The main essence of ZAO
If we consider the differences between the LLC and the CJSC in how the authorized capital of the joint-stock company is used and such, then here you can see exclusively formal differences, since in the first case the invested funds are called shares, and in the second - shares, that is, a certain form of valuable documentation. But at the same time, one must correctly understand that the form of securities is exclusively from the outside, since the very essence of the stock is the possibility of its free circulation on the market, while a closed joint-stock company does not have such a property. Only in OJSC stock market can be created as a stock market.

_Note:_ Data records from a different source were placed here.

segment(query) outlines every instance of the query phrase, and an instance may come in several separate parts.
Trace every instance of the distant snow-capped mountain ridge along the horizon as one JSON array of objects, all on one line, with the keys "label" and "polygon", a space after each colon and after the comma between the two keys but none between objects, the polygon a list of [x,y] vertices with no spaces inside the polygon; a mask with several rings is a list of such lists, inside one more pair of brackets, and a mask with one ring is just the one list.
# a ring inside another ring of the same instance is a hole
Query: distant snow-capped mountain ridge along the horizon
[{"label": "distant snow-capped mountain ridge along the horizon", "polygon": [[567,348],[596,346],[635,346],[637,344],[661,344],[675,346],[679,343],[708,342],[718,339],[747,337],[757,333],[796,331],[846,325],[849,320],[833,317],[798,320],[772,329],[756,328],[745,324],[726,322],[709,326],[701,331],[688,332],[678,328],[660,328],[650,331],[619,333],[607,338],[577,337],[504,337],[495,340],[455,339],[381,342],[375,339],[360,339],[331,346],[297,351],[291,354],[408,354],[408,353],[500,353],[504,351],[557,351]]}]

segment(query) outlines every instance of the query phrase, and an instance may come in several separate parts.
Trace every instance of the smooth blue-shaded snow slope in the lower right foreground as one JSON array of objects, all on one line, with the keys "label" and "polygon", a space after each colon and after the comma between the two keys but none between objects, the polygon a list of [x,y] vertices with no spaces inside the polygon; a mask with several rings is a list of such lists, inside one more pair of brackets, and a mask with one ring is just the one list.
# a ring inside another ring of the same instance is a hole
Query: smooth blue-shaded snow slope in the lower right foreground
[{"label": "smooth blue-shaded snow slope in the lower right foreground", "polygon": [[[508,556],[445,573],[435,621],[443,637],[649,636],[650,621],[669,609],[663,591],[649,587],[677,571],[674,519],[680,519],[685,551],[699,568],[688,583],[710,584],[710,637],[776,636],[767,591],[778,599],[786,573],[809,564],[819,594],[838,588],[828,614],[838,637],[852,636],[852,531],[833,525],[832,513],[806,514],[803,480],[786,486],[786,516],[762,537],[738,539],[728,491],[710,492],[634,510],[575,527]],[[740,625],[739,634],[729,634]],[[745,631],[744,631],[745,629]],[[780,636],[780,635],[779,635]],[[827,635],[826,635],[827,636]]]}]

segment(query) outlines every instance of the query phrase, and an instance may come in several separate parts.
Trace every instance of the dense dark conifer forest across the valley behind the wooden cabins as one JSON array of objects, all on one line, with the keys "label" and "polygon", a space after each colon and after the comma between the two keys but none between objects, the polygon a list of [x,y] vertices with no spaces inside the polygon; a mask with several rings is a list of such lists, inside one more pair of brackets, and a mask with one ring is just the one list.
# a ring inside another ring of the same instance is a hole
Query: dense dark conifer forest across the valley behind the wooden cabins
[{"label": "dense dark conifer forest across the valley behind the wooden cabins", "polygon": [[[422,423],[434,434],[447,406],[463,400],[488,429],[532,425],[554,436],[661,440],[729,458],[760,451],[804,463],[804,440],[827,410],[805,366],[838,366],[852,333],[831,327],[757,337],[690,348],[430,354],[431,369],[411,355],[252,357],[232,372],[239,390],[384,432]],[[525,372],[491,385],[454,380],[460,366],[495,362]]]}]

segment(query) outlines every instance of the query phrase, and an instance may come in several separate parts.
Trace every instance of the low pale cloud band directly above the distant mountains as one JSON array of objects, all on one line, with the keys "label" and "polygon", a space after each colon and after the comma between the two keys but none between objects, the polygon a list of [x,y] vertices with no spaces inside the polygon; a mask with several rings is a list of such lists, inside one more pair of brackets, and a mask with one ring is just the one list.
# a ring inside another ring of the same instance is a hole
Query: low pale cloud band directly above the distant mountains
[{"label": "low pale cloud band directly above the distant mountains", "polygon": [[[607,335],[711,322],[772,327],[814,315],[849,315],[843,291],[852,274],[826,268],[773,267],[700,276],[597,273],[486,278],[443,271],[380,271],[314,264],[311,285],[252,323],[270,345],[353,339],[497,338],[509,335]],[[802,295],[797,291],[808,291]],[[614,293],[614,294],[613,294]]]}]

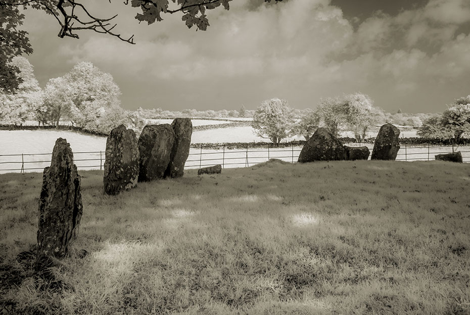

It can be said that OJSC and ZAO significantly differ in terms of what rights the authorized capital of a joint stock company has, but there are practically no such differences between LLC and ZAO.
The need for their use
Considering the economic nature of AOs, it is possible to understand that it is open, since only in such a case can all the potential opportunities present that are incorporated into it as an unlimited form of pooling the capital of several market participants be fully realized. Only the work of OJSC allows the stock to truly become such, since without the possibility of its free circulation, it completely loses its status as a security and is only evidence of a contribution to the bodies of a joint stock company.
The desire of various market participants to use several options for combining various capitals, in terms of their scale, creates the need to create an intermediate form of organization that will be between LLC and OJSC, that is, the reason for the appearance of closed structures.